J'enroule une serviette couleur or autour de mon corps et ferme les rideaux de la baie vitrée. Dans l'armoire, il n'y a qu'une seule robe. Une robe à couper le souffle. C'est une longue robe rouge, bordée de dentelle de la même couleur. Une jupe large et volumineuse, style princesse. Si je ne me sentais déjà pas assez comme telle, et bien voilà. Je suis servie !
Je l'enfile avec toute la délicatesse du monde, j'ai bien trop peur de l'abîmer. En me contemplant dans le miroir, je constate qu'il y a une ouverture dans le dos, laissant paraître ma peau pâle. Il faut dire que ces derniers temps, je n'ai pas vraiment l'occasion de faire bronzette. Entre les entraînements avec Enzo, les réunions avec Andrew et les entrevues avec Simon pour essayer de le faire parler, je n'ai pas vraiment de temps pour moi. En parlant de Simon, son père a remarqué qu'il avait disparu, il sait que ça vient d'Andrew. Mais à part des menaces dans le vide, il n'a pas bougé un doigt pour tenter de récupérer son fils, et ça, Simon ne veut pas y croire. Je le comprends, ça doit être dur de se rendre compte que son propre père ne tient pas à lui. Enfin, peut-être moins dur que de savoir qu'il l'a oublié, comme le mien...
Je secoue légèrement la tête, chassant mes pensées moroses. Je pose mes doigts sur mon pendentif doré qui ressort parfaitement.

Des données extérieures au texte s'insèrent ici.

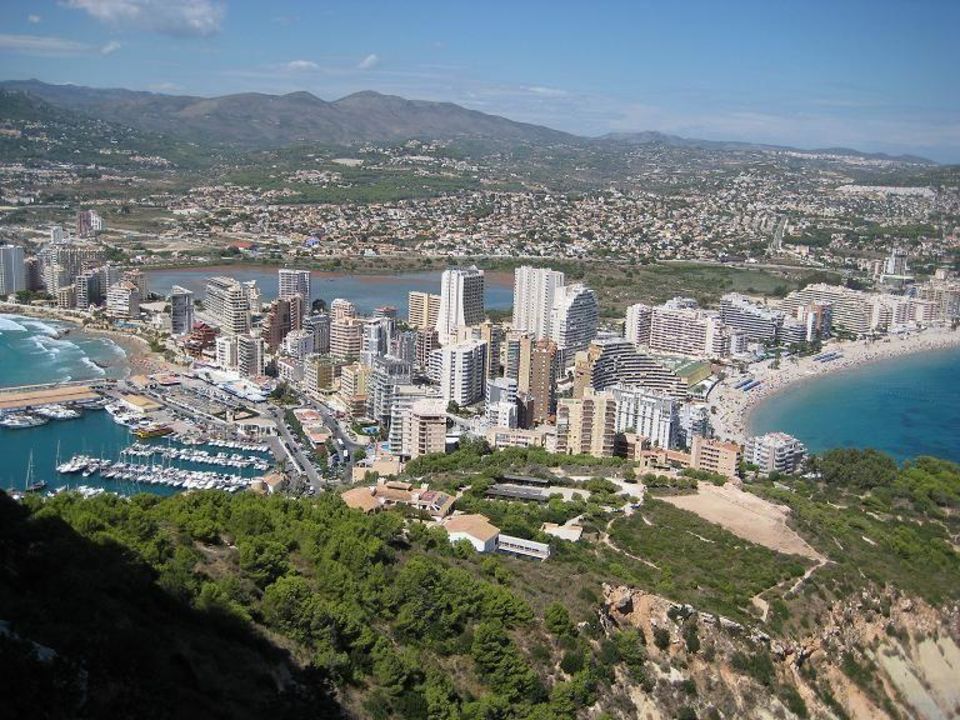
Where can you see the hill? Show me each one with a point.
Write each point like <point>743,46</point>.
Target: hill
<point>257,120</point>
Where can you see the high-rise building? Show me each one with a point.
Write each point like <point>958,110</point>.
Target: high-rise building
<point>614,360</point>
<point>319,325</point>
<point>123,300</point>
<point>181,310</point>
<point>573,319</point>
<point>637,326</point>
<point>250,355</point>
<point>647,413</point>
<point>534,290</point>
<point>226,303</point>
<point>461,301</point>
<point>341,309</point>
<point>678,329</point>
<point>89,223</point>
<point>424,429</point>
<point>460,370</point>
<point>13,271</point>
<point>587,425</point>
<point>423,309</point>
<point>404,397</point>
<point>757,322</point>
<point>775,452</point>
<point>298,343</point>
<point>227,351</point>
<point>715,456</point>
<point>541,386</point>
<point>346,337</point>
<point>293,283</point>
<point>386,374</point>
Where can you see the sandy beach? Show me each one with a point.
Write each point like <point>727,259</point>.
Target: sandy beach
<point>731,408</point>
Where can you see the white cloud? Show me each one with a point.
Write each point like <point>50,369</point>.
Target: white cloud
<point>173,17</point>
<point>44,45</point>
<point>369,62</point>
<point>301,66</point>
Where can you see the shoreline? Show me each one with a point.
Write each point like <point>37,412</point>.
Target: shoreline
<point>731,410</point>
<point>138,358</point>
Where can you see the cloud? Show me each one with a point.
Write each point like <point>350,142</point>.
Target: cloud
<point>45,45</point>
<point>200,18</point>
<point>301,66</point>
<point>369,62</point>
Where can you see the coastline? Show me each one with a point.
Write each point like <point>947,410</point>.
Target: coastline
<point>138,358</point>
<point>731,409</point>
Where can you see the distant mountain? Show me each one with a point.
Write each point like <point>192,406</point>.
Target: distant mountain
<point>652,137</point>
<point>256,120</point>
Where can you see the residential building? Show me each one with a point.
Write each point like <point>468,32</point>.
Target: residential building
<point>534,290</point>
<point>424,429</point>
<point>346,337</point>
<point>573,320</point>
<point>587,425</point>
<point>123,300</point>
<point>13,270</point>
<point>460,370</point>
<point>461,301</point>
<point>181,311</point>
<point>227,304</point>
<point>775,452</point>
<point>637,326</point>
<point>250,355</point>
<point>722,458</point>
<point>423,309</point>
<point>647,413</point>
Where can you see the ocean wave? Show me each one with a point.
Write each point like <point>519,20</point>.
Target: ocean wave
<point>8,324</point>
<point>91,364</point>
<point>34,324</point>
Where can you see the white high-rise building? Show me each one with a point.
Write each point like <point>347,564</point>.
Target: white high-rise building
<point>250,352</point>
<point>534,290</point>
<point>227,351</point>
<point>13,271</point>
<point>295,283</point>
<point>637,326</point>
<point>573,319</point>
<point>461,300</point>
<point>460,370</point>
<point>228,305</point>
<point>775,452</point>
<point>649,414</point>
<point>181,310</point>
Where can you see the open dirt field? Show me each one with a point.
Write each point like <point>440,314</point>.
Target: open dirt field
<point>746,516</point>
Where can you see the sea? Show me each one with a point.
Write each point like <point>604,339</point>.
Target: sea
<point>367,292</point>
<point>905,406</point>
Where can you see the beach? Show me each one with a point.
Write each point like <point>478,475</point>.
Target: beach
<point>731,408</point>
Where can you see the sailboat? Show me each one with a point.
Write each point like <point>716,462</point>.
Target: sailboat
<point>29,483</point>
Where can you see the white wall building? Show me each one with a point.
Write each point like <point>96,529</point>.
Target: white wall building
<point>461,300</point>
<point>533,294</point>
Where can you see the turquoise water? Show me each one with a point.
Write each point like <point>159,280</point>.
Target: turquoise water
<point>365,291</point>
<point>905,406</point>
<point>31,352</point>
<point>36,351</point>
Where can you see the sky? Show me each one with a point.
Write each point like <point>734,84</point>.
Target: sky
<point>876,75</point>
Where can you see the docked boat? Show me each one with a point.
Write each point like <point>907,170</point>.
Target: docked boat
<point>57,412</point>
<point>153,430</point>
<point>22,420</point>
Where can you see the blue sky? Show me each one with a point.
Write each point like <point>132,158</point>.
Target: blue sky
<point>879,75</point>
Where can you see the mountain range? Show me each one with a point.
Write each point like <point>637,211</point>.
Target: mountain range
<point>258,120</point>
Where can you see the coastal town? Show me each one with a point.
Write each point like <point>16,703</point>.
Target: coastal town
<point>324,397</point>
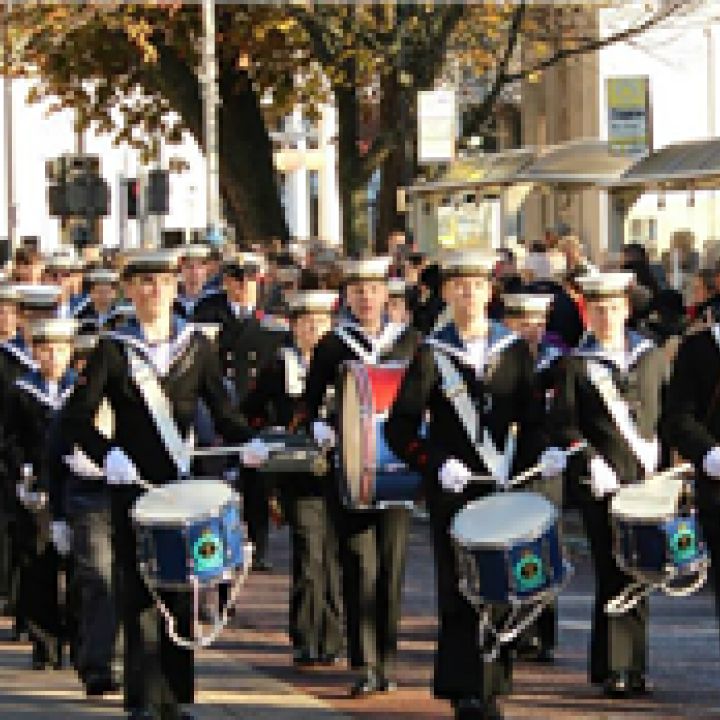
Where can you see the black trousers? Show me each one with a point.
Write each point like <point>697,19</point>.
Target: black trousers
<point>158,675</point>
<point>94,586</point>
<point>315,602</point>
<point>617,643</point>
<point>373,547</point>
<point>461,667</point>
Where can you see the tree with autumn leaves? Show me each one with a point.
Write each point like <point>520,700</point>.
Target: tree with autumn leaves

Ce n'est pas le moment de penser à ça.
Alors que je sors de la salle de bain, manquant de trébucher à cause de cette robe foutrement longue, quelqu'un toque à la porte qui doit faire trois mètres de hauteur.
Je crie à la personne d'entrer en me vautrant sur mon lit. J'ai vraiment du mal à marcher avec ce truc. Et je ne suis que dans ma chambre, qu'en sera-t-il dehors ? Je n'ose même pas imaginer.
Une longue chevelure blonde se pointe devant moi et je devine tout de suite de qui il s'agit. Je me redresse légèrement sur les coudes dans une position peu élégante.
— Magnifique.
Je dévisage Layla qui me fait un énorme sourire, un plateau à la main sur lequel je devine une brosse à cheveux et plusieurs produits de beauté.
Je soupire en m'asseyant convenablement.
— Vraiment besoin de ça ? j'interroge peu enthousiaste.
— Tu n'aimes pas ?
— Si mais... ce n'est pas dans mes habitudes de mettre ce genre de... robe. Disons que ce n'est pas très commun.
— Il y a un début à tout, sourit-elle amusée.
Une début à tout... même à la guerre...
Je n'ai pas le temps de poursuivre mes pensées chaotiques, la porte s'ouvre brusquement.
Julie s'avance dans la pièce, le visage illuminé, dans sa longue robe jaune qui lui va à ravir. C'en suit de Laurie, qui se fait bien plus discrète. Elle semble mal à l'aise. Elle porte une robe bleue qui contraste parfaitement avec ses cheveux roux et ses yeux verts. C'est la première fois que je la vois en dehors d'un pantalon, elle est vraiment belle.
Les deux nous rejoignent, Julie bien plus enthousiaste que notre chère amie. Layla sourit elle aussi, ravie d'avoir plus de poupées à coiffer.